LONDON, Ont. - The Thames Valley District School Board (TVDSB) has announced they will close all schools Monday unless progress is made in bargaining with members of the Canadian Union of Public Employees.

The London District Catholic School Board has decided to do the same.

“We recognize the significant impact this has on families, staff and our school communities,” says TVDSB Director of Education Mark Fisher, in a news release.

In the public board, CUPE represents custodians, educational assistants, clerical staff, technical support, early childhood educators, custodians and maintenance employees.

Associate director of the TVDSB, Jeff Pratt, spoke to CTV News Thursday night, where he made the situation clear to parents, should no agreement be reached in last minute talks.

“All school sites will be closed to students.”

Pratt says the decision must be made to protect student safety.

With 3,400 members potentially on strike, representing a third of the staff for TVDSB, Pratt says schools cannot be operated safely.

Further, he says, “We would not be able to keep our schools clean…We would not be able to supervise all of our students without our educational assistants and early childhood educators.”

One school board operating in London says its schools will be open on Monday.

The Conseil Scolaire Viamonde has three full French-language elementary schools, and one high school, in the Forest City.

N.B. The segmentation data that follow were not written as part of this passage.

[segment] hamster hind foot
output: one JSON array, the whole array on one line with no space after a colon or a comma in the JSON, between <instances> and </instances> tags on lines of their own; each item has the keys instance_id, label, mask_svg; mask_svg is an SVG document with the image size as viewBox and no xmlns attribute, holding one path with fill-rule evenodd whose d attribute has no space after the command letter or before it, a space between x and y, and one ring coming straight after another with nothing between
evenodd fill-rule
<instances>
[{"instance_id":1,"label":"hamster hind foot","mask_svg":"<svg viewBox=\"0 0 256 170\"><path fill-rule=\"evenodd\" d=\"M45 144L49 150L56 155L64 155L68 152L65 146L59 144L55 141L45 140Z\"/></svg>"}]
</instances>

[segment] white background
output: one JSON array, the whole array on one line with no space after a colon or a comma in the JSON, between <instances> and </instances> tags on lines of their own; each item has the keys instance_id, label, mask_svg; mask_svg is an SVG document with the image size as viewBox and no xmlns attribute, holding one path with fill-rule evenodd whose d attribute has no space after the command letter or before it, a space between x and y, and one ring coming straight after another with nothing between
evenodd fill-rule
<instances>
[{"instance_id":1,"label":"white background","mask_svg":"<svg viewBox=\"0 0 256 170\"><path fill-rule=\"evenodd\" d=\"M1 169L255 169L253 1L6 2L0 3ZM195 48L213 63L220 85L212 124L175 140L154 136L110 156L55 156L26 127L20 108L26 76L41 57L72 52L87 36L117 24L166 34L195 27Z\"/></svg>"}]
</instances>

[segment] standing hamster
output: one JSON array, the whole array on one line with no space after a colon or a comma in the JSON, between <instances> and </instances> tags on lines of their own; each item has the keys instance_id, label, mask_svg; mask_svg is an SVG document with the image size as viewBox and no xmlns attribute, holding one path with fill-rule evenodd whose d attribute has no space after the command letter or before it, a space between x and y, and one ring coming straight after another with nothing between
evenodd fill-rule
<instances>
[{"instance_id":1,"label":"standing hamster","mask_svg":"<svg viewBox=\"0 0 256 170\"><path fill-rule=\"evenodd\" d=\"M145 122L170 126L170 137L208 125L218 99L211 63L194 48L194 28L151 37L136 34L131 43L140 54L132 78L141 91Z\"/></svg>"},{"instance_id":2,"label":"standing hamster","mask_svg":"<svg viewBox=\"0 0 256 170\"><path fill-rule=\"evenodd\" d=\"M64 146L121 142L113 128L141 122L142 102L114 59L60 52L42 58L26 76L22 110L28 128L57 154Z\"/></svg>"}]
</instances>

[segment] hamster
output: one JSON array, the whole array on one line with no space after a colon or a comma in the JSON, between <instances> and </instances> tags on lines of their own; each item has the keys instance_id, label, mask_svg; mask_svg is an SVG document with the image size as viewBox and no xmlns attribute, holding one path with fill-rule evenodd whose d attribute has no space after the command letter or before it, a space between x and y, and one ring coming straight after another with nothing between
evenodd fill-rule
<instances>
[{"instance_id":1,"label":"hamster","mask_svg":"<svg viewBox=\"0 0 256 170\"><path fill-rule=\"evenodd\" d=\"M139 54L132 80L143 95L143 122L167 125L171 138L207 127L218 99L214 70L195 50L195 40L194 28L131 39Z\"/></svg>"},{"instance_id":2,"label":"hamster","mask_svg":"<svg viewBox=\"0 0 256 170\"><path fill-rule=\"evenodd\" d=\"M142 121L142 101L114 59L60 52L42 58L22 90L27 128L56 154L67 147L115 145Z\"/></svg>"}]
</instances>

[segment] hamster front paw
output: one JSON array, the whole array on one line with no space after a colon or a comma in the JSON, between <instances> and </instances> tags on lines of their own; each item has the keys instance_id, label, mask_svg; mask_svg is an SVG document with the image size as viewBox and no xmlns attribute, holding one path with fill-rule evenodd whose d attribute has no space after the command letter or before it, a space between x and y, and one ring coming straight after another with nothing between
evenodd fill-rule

In a release, it says, because only janitorial staff are represented by CUPE, its staff will operate schools.

However, parents and visitors are cautioned they may encounter picket lines if dropping students off at schools.

The Conseil Scolaire Catholique Providence, the region's other French-language board, has only said it will keep parents informed, but released no details about closures as of Thursday evening.

Hundreds of Ontario schools set to close

Across the province, there may be half a million students out of the classroom if education workers follow through on strike threats.

The Toronto District School Board - Canada's largest, with 250,000 students- was among those to issue a notice to parents Thursday afternoon informing them that if there is a labour disruption, schools will not open.

The Peel District School Board and York Region District School Board, the province's second and third largest boards with a combined total of more than 282,000 students, have said they would also close in the event of a strike.

CUPE, which represents 55,000 custodians, clerical workers and early childhood educators, gave notice Wednesday of the potential for job action.

The Toronto and Peel boards cite student safety as their main concern, while the York board says it is not a decision made lightly.

CUPE launched a work-to-rule campaign on Monday but is returning to the bargaining table with the province and school boards Friday afternoon for weekend talks.